Spring Garden IV
Once again the days are growing longer and beginning to warm. We’re in the part of spring that gives widely varying temperature swings, with days warming into the 70s and nights falling to anywhere between the 50s and 30s. I’ve started checking weather.com every day, watching the ten day forecast, anticipating freezing nights and planning when to water.

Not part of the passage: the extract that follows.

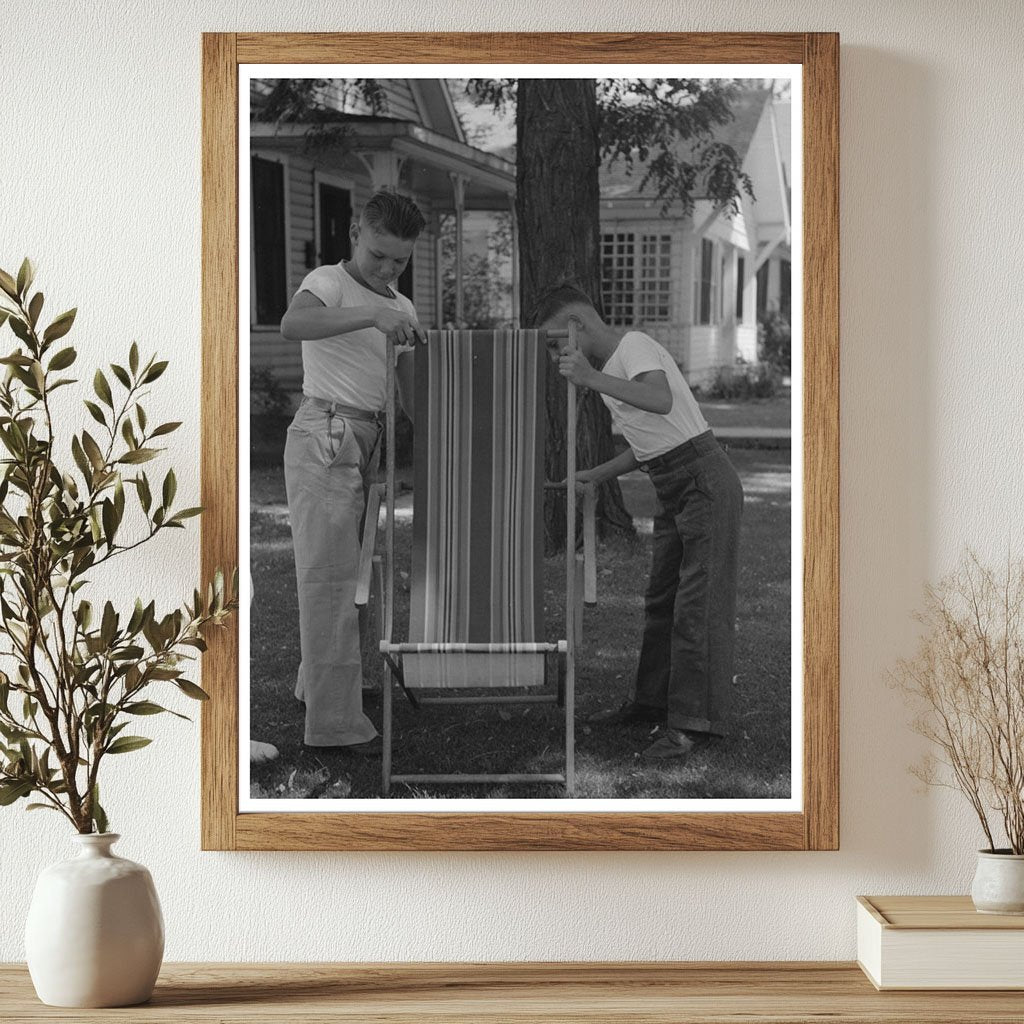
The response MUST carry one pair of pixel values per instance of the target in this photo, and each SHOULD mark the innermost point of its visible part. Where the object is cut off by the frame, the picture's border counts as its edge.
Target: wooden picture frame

It has been a long, colder than usual winter for us. We got a freezing rain that shut down the city in early December—in fact it canceled the final day of the college semester and delayed the first day of final exams with a couple inches of solid sheet ice and single digit lows. I fell twice, once in my driveway, busting up ice, and once down my back deck steps, going to check on the chickens. The second fall dislocated my shoulder. We’ve had several stretches of ultra cold nights where the temperatures dipped down to around ten degrees, and in a very un-Arkansas like manner, refused to rise above freezing for days at a time. The weather people called it a polar vortex. I just know it was cold. On those nights I buttoned the chickens up tight in their coop, sealed the open hatch in the floor of their coop, and debated providing some sort of heating lamp, but they fluffed up their feathers so they looked half again as large as normal, huddled together on their roost, and generated enough body heat to survive.
The chickens stopped laying as winter came on, and I learned that the laying cycle is circadian. Their bodies aren’t designed to produce young during the winter, so they molt and stop producing. Molting is an ugly business, and it just plain embarrassed me for the chickens. They are proud and beautiful in their plumage, and sad and bedraggled when they molt. As a bald man I can empathize. Lisa and I debated putting a light bulb in their coop during winter, both for the warmth, and to fool their bodies into producing eggs, but we agreed that the more humane thing to do would be to let their bodies produce eggs naturally. Sure enough, as the days slowly got longer in January and February, we began to see more eggs. At first I’d get one every three days, then one every other day, and now we’re averaging two a day. I hope soon we’ll be back to three a day, just like last summer.
On February 21, fooled by a sunny, 70 degree Saturday, I went to the community garden to help an old couple, Bobbi and Ervin Sandlin lay mulch on the pathways and turn over our gardens. We dug out saw briars, and after Bobbi planted her Irish potatoes, she gave me what was left of her cuttings to plant my own garden. Inspired, I went to Lowes garden center and bought sets of spinach, Bibb lettuce, broccoli, cauliflower, and cabbage, turned over my backyard garden—forking in Lara Noah’s horse manure—and planted it. It was dicey, I thought, but worth the risk. I bedded the plants in straw to help protect them, but a few days later we got another sleet/snow storm that left the roads coated with another three inches of hard-shell ice. It was difficult to walk on it without slipping. I covered my back yard garden with sheet plastic laid over my sawhorses from the garage. The plants were covered for several days before the ice melted and the temperatures warmed up enough to uncover the plants. The lettuce, spinach, and cabbage survived, but the broccoli and cauliflower had already fallen prey to the rabbit that lives in our back yard, so I replanted the broccoli and set out kale, onions, and sowed more lettuce, spinach, and chard seed.
The last couple of days I’ve worked and hung out in the back yard, letting the chickens roam out of their coop, enjoying the sunshine. It’s a pleasant change after a day in the office. It’s nice to get my hands dirty, do something physical. Let the cycle begin again.